STRAIGHT AND TRUE

JOSIE PAGANI

Diary, 11 February 2016

Johnny Depp plays Donald Trump (what more can I say? Thank God it wasn’t George Clooney?) in a 1980s spoof - a would-be TV movie of the mogul’s 1987 bestselling memoir, Trump: The Art of the Deal. The spoof’s central conceit is that Trump wrote and directed the lost film himself.



*
Political commentator Phil Quin can recite primary results going back twenty years. He calls the New Hampshire results
the establishment’s 'Red Wedding'. (If you haven’t seen Game of Thrones, thats the scene when the lead characters get their throats slit and the minor characters take over.)

*
One lesson from the support for Trump, Sanders or Jeremy Corbyn in the UK is that people want politicians to stand up on a box on a street corner and make a case passionately - and be prepared for some people to hate you for it.

Trump and co are only successful because the alternative is so bland. If the Ministry of Education became a political party it would look like many of the left parties in parliaments across the world right now: risk averse, populated by career politicians, talking in acronyms and platitudes.

*
Trump and Bernie Sanders are not really anti-establishment. As someone said on late night TV, Trump is filthy rich but someone forgot to tell his accent. And Bernie, like Corbyn, has been in the belly of the establishment beast for decades.

Having your own private revolution in a room with the door locked and the curtains closed isn’t more ‘real' than politics as usual. It’s a retreat from reality.

*
Speaking of the angry anti-establishment movement: Seriously false claims about the TPP continue to circulate.

Social media has been full of this tweet from Hayley Holt


As
Stuff reported, the transaction was routine and nothing to do with TPP. Her view is still being widely and approvingly shared.

Someone on
Wikipedia is having a laugh.

Holt Wiki Feb 11

*
Meanwhile, sex toy tosser Josie Butler
says, "The TPPA is the rape of our tino rangitiratanga, the torture our basic human rights, and the murder of our people."

When we marched and demonstrated against evils like apartheid and nuclear incineration, no one had to exaggerate. We just told the truth, because the truth was enough to prevail in the argument.

She goes on to make a very specific claim: "I don’t want to live in a country where families have to choose between potentially life saving medication or feeding their children because of the increased price of medications under the TPPA."
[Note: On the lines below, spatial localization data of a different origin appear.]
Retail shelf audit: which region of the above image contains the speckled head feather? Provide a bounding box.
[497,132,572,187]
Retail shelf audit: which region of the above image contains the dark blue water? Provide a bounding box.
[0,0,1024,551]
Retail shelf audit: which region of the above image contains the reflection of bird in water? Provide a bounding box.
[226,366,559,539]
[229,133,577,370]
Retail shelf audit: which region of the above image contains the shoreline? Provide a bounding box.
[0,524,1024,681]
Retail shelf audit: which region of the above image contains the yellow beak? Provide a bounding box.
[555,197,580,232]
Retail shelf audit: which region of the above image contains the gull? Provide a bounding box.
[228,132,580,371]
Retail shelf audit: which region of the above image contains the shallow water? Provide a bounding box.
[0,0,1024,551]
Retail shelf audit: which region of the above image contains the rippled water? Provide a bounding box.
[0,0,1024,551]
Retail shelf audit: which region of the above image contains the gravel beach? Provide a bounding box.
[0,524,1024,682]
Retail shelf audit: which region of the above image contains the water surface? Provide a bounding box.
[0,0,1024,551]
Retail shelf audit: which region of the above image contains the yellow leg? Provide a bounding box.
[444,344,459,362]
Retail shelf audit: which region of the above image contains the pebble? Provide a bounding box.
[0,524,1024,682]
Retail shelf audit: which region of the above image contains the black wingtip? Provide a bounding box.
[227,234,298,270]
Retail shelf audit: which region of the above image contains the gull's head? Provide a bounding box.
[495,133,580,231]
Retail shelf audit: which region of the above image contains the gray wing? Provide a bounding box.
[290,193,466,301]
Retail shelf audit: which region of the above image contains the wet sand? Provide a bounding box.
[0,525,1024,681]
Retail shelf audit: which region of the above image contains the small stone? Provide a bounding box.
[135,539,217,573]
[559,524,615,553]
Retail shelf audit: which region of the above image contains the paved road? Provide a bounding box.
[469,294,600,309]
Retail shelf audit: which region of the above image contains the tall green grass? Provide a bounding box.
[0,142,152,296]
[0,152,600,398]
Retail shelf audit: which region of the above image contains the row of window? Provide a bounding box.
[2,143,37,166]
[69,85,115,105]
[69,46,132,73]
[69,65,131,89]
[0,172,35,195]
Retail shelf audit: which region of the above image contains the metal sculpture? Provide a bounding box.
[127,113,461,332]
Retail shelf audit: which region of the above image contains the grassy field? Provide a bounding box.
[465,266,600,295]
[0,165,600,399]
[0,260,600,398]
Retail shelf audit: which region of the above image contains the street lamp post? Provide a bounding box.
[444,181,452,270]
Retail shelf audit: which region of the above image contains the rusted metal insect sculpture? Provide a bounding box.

She is misinformed. The TPP will not result in any family having to choose between medicine and food because of increased prices of medicines. It is possible that the agency that buys medicine on behalf of the government may have to continue buying certain medicines (which haven't even even been invented yet) from the inventor of those medicines for two years longer than they currently do before switching to generic copies of those drugs. This will cost the taxpayer a fraction more in the total state medicine budget.